2023-01-26 05:00:17
DESTAQUE
Não é possível aplicar por analogia as disposições acerca da pensão alimentícia, baseada na filiação e regida pelo Direito de Família, aos animais de estimação adquiridos durante união estável.
INFORMAÇÕES DO INTEIRO TEOR
Cinge-se a controvérsia a determinar a possibilidade de se aplicar, por analogia, as disposições acerca da pensão alimentícia, baseada na filiação e regida pelo Direito de Família, aos animais de estimação adquiridos durante união estável.
A discussão travada nestes autos, ao contrário daquela discutida no
leading case, julgado pela Quarta Turma do Superior Tribunal de Justiça (REsp 1.173.167/SP), diz respeito não a direitos, mas, sim, aos deveres de arcar com os custos de subsistência dos animais de estimação, adquiridos durante a união estável, após a dissolução desta.
A solução de questões que envolvem a ruptura da entidade familiar e o seu animal de estimação não pode desconsiderar o ordenamento jurídico posto - o qual, sem prejuízo de vindouro e oportuno aperfeiçoamento legislativo, não apresenta lacuna e dá respostas aceitáveis a tais demandas -, devendo, todavia, o julgador, ao aplicá-lo, tomar como indispensável balizamento o aspecto afetivo que envolve a relação das pessoas com o seu animal de estimação, além da proteção à incolumidade física e à segurança do
pet, concebido como ser dotado de sensibilidade e protegido de qualquer forma de crueldade.
A relação entre o dono e o seu animal de estimação encontra-se inserida no direito de propriedade e no direito das coisas, com o correspondente reflexo nas normas que definem o regime de bens da união estável. A aplicação de tais regramentos, contudo, submete-se a um filtro de compatibilidade de seus termos com a natureza particular dos animais de estimação, seres que são dotados de sensibilidade, com ênfase na proteção do afeto humano para com os animais.
A aplicação de tais regramentos tem o condão justamente de preservar a relação afetiva e os cuidados estabelecidos entre a demandante e os seus animais de estimação, sem que se possa admitir a interferência, de qualquer índole ou extensão, de quem não mais é, há muito, dono dos
pets e não nutre nenhuma relação afetiva com eles.
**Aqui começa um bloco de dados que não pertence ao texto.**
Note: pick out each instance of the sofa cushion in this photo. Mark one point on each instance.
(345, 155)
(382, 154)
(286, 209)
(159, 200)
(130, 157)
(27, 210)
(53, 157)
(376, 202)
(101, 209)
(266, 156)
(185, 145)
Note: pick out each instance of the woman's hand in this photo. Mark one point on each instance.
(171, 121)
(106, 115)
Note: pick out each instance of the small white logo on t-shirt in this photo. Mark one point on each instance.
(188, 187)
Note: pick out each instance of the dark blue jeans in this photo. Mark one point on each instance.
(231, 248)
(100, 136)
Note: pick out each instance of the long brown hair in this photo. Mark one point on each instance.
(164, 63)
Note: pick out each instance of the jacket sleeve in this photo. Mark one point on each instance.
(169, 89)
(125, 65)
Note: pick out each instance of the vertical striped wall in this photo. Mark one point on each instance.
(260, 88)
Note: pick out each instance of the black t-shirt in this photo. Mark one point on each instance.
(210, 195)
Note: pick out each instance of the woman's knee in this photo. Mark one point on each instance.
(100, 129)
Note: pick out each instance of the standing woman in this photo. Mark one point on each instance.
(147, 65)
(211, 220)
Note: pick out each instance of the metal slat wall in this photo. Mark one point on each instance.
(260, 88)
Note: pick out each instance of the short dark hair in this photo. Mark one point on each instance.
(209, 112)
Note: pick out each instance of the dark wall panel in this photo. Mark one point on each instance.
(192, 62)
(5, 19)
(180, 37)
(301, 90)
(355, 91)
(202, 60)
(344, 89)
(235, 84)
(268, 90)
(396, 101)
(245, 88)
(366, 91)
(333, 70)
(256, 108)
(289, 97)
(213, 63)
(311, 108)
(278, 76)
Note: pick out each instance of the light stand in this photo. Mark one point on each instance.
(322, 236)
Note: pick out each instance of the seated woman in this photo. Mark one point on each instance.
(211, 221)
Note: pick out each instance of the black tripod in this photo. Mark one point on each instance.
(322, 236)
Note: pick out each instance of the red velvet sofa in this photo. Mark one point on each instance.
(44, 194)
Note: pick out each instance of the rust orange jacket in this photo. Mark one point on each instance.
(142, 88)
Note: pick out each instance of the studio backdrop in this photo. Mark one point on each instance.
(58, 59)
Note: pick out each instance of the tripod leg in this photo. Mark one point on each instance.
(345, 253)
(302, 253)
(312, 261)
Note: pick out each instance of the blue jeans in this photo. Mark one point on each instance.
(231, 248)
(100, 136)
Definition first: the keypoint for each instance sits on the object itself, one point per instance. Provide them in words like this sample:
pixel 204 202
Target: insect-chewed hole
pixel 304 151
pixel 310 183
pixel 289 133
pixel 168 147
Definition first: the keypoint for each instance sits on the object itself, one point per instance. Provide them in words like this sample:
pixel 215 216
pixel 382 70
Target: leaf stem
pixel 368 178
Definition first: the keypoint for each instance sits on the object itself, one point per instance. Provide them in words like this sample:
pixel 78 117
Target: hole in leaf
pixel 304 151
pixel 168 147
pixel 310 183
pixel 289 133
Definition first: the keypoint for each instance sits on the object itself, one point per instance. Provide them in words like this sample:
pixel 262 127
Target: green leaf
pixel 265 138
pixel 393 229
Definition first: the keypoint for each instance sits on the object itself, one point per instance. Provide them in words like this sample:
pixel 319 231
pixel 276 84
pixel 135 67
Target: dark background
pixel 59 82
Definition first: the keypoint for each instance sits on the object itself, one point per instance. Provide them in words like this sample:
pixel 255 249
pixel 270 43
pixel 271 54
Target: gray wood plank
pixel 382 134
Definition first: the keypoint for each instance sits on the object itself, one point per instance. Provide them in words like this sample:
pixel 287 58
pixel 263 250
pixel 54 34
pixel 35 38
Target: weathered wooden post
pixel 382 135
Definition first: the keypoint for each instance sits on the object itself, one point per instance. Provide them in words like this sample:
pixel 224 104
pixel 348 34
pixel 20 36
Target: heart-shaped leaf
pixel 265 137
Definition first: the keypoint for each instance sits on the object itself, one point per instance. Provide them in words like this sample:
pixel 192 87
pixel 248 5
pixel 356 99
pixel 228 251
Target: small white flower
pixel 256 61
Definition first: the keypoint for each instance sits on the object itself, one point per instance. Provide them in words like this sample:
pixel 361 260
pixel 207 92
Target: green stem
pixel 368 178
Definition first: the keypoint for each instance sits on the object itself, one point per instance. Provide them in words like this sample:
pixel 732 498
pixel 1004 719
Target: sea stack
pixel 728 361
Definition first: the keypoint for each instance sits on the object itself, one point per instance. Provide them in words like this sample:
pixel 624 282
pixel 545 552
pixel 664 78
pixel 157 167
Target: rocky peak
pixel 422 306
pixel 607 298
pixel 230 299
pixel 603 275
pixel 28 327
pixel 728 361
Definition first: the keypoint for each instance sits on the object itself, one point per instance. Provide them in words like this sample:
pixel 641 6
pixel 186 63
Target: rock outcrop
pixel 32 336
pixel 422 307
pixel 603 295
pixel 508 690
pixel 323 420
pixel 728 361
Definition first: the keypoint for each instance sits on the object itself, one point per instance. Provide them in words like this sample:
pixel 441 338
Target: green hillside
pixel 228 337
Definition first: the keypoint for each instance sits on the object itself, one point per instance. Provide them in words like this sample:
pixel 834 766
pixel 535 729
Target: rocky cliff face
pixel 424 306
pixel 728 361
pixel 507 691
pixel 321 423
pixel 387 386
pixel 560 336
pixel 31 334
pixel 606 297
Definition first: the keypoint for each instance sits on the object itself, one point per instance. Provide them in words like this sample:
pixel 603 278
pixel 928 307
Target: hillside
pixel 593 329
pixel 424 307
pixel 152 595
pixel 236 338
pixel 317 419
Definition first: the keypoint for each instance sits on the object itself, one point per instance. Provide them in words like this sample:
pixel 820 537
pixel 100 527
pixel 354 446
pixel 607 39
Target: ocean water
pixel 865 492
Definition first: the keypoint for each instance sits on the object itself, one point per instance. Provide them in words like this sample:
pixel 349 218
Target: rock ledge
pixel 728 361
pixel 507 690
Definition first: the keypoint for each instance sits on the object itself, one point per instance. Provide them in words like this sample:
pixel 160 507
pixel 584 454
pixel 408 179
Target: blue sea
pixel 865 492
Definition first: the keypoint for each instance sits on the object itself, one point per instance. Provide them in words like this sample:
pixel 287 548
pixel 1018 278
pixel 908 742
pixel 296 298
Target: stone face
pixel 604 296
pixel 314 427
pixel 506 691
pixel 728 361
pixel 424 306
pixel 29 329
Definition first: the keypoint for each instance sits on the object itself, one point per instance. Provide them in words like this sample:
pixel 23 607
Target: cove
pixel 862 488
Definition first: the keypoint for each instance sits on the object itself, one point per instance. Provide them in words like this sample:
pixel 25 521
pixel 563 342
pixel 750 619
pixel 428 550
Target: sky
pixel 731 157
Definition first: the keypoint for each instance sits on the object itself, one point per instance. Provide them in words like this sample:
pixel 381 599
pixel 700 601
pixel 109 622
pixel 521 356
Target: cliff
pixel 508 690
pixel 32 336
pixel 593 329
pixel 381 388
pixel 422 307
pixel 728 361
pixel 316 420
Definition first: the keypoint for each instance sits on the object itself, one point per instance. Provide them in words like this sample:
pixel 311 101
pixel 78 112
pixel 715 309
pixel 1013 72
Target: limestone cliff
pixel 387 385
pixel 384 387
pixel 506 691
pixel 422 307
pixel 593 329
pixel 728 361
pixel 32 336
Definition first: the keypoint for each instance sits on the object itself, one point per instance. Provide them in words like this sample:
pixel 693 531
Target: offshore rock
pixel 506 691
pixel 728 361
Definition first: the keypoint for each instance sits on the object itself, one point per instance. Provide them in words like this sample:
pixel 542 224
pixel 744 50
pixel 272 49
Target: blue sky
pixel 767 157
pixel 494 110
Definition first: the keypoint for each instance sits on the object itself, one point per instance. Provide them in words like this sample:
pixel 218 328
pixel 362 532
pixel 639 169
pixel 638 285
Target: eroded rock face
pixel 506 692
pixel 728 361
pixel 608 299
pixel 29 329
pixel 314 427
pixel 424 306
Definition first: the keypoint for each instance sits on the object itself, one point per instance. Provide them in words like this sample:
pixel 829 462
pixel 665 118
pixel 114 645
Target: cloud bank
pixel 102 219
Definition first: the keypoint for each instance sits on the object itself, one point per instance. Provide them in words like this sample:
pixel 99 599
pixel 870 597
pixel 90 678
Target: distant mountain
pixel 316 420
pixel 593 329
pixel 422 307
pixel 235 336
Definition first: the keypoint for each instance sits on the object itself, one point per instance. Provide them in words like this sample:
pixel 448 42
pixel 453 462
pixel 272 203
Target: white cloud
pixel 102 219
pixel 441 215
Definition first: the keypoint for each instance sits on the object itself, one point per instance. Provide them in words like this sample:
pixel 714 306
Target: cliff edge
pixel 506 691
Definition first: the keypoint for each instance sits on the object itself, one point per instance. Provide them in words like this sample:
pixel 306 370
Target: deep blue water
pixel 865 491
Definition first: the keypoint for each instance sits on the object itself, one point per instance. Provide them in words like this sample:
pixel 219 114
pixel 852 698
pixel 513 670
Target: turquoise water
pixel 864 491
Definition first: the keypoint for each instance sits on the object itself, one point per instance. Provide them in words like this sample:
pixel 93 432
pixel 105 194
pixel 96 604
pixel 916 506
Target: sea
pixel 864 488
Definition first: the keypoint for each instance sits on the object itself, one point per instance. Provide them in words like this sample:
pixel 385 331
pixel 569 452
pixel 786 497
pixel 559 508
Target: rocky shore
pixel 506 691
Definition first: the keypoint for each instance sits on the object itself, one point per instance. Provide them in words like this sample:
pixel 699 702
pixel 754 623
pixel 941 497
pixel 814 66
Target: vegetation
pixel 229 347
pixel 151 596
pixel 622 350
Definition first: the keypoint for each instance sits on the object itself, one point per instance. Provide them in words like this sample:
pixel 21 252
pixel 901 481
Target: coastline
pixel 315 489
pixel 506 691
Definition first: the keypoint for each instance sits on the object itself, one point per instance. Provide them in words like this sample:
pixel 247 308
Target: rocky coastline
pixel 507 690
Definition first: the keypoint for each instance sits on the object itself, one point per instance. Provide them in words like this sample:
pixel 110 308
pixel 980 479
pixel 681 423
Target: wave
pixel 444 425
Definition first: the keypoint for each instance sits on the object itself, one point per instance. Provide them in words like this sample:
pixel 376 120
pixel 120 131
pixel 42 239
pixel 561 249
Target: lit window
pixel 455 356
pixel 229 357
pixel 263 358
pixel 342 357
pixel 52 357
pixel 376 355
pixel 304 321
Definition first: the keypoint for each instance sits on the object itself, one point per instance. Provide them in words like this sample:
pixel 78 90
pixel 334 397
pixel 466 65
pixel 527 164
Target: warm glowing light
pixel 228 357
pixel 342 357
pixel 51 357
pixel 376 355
Se, em virtude do fim da união, as partes, ainda que verbalmente ou até implicitamente, convencionarem, de comum acordo, que o animal de estimação ficará com um deles, este passará a ser seu único dono, que terá o bônus de desfrutar de sua companhia, arcando, por outro lado, sozinho, com as correlatas despesas.
Não se poderia conceber em tal hipótese - em que, extinta a união estável, com inequívoca definição a respeito de quem, doravante, passaria a ser o dono do animal de estimação -, pudesse o outro ex-companheiro, por exemplo, passado algum tempo e sem guardar nenhum vínculo de afetividade com o animal, reivindicar algum direito inerente à propriedade deste.
O fato de o animal de estimação ter sido adquirido na constância da união estável não pode representar a consolidação de um vínculo obrigacional indissolúvel entre os companheiros (com infindáveis litígios) ou entre um deles e o
pet, sendo conferido às partes promover a acomodação da titularidade dos animais de estimação, da forma como melhor lhes for conveniente. A partir do fim da união estável, os bens hauridos durante a convivência são regidos pelo correlato regime de bens que, na ausência de contrato escrito entre os companheiros, como é o caso dos autos, segue o da comunhão parcial de bens (art. 1.725 do CC).
Eventual impasse entre os companheiros sobre quem deve ficar com o animal de estimação, adquirido durante a união estável, por evidente, não poderia ser resolvido, simplesmente, por meio da determinação da venda dos
pets e posterior partilha, entre eles, da quantia levantada, como se dá usualmente com outros bens móveis, já que, como assentado, não se pode ignorar o afeto humano para com os animais de estimação, tampouco a sua natureza de ser dotado de sensibilidade.